福州,回声网络数据中心,2025年9月28日,23:47。

程俊杰盯着屏幕上那条刚刚解密的信息,手指在键盘上悬停了整整十秒。机房里的灯光惨白,只有服务器阵列发出的蓝色冷光和嗡嗡低鸣。他身后,陶成文、张帅帅、鲍玉佳、马文平四人围站着,所有人都屏住了呼吸。

“茉莉花在黑暗里开了。我是陈浩。我还活着。目标27也在。需要救援。坐标随后发。勿回,此信道单向。——C.H.”

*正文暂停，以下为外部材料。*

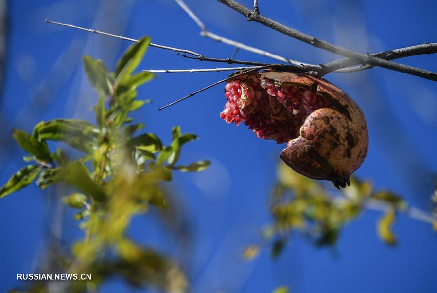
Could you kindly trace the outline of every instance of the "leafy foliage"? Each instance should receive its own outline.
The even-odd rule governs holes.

“茉莉花在黑暗里开了,”鲍玉佳轻声重复,“这是危暐五年前埋下的暗号。陈浩怎么知道?”

程俊杰调出历史记录:“只有两种可能:要么是危暐当年通过某种方式告诉了他,要么是陈浩看到了危暐留下的信息。后者的可能性更大——危暐在园区期间记录了大量数据,如果他曾接触过陈浩,可能会传递这个暗号作为未来的联络信号。”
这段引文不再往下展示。